Impala Platinum Lays Out A CSR Template For Peers
The first page of Impala Platinum’s sustainability report makes for distinctly interesting reading. The company cuts right to the chase and sets out the hard data in numbers, rather than waffling about sentiment and aspiration as so many other companies are wont to do.
Alright, Impala operates in South Africa, a country where history dictates that businesses pay extra special attention to the impact they are having on the social and natural environment around them.
But even so, the approach is still refreshing.
The company starts, naturally enough, with production data - from Impala’s production of platinum and palladium in the Bushveld region in north-eastern South Africa, all else springs.
And in 2015 Impala produced 2.6 million ounces of platinum, which generated R32 billion in revenue and allowed the company to pay R217 million in taxes.
Those numbers are laid out in the left hand column of the opening page of the sustainability report, with numbers for previous years occupying respective columns towards the right side, and with the right hand margin occupied by performance indicators, showing percentage improvement or decline.
Thus production, revenue and taxes paid were all up.
But further down the page is where it gets interesting.
Following on from the production data, the next data set relates to people.
The company employed 40,019 people directly at the end of 2015, and an additional 14,729 via contractors. Both those numbers were down slightly on the previous year, although as Impala points out, employee numbers were also impacted by strike activity which is now a regular feature of the South African labour scene.
Perhaps of more long-term significance, the company’s measurement of safety rates showed an improvement on all bar one of the metrics used, although there was a 13 per cent increase in the number of TB cases amongst the company’s employees.
In the next row down, the environment takes centre stage.
In producing its 2.6 million ounces of platinum group metals Impala used nearly 16 million gigajoules of energy, and more precisely used 0.995 gigajoules per tonne of ore milled.
How exactly that compares with peers isn’t know, as such data isn’t normally put into the public domain.
But perhaps Impala is setting a precedent here that will be taken up by peers in future years.
After all, the very next line of the report deals in hard numbers directly with the great issue of the day: in 2015 Impala generated just over 3.3 million tonnes of CO2 emissions, an increase of more than 10 per cent on the previous year.
This naked reporting of CO2 data at the front of a document is to be encouraged, and will eventually become the norm, in the same way that cigarette packets now unequivocally state how much harm cigarettes will do.
Sulphur dioxide emissions are also stated, but unlike those for CO2, were down by 10 per cent year-on-year.

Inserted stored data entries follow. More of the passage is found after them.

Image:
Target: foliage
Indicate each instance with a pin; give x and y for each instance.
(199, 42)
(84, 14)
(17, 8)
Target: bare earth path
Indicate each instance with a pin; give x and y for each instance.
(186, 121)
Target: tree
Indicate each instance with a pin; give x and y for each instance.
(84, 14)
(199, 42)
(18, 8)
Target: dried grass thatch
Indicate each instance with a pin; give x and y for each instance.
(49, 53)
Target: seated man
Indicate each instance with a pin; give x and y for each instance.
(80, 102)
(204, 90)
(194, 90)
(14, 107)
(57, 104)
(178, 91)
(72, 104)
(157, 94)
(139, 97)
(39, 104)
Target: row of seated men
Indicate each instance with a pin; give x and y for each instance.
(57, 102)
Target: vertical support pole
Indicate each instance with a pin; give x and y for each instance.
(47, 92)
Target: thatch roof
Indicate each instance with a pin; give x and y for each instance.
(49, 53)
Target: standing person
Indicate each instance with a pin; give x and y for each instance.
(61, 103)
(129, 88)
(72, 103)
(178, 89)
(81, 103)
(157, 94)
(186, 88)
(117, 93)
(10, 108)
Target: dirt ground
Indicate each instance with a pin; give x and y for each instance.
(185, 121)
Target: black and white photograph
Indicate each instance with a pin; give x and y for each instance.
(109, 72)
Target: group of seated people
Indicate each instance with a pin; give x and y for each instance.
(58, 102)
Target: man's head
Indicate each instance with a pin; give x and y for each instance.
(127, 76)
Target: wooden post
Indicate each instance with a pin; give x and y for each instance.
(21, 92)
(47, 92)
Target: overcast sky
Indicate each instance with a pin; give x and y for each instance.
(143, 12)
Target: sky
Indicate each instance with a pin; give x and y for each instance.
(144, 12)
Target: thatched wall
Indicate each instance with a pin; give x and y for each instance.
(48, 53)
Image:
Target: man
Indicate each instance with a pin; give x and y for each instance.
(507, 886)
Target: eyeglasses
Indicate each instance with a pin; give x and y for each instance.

Next, Impala moves on to water. In a country as arid as South Africa the 39 billion megalitres the country consumed is noteworthy in and of itself, especially since that was 14 per cent up on the previous year.
Encouragingly though, the company also managed to recycle over 14 billion megalitres, a seven per cent improvement on 2014.
The data then switches back to people or, as the heading would have it: “Social capital”.
The company spent R83 million on socio-economic development in South Africa and a further R62 million in Zimababwe, where it also has operations. Separately, it also spent R228 million on ameliorating the housing and living conditions of its workers in South Africa, with a further US$6 million also spent in Zimbabwe.
The details of that spend are then laid out in amongst the rest of the report, which runs to an impressive 139 pages and includes details of spending on schools in the Rustenburg region of the Bushveld, on reforestation in Zimbabwe, and on the black empowerment deal with the Royal Bafokeng nation, the biggest single tribal grouping on Impala’s ground.
Impala’s Bafokeng Trust contributes to the social and economic development of the people residing in the Bojanala district of the North West Province, and includes investment into the areas of education, enterprise development, health and sport and recreation.
As a template it’s all pretty impressive stuff, especially at a time when the mining industry is facing severe headwinds.
Whether it will make a significant enough contribution in rebalancing the distribution of wealth in South Africa remains to be seen, though. Hardliners like Julius Malema continue to bang the drum, and companies like Impala may find that they have to do much, much more in order to survive.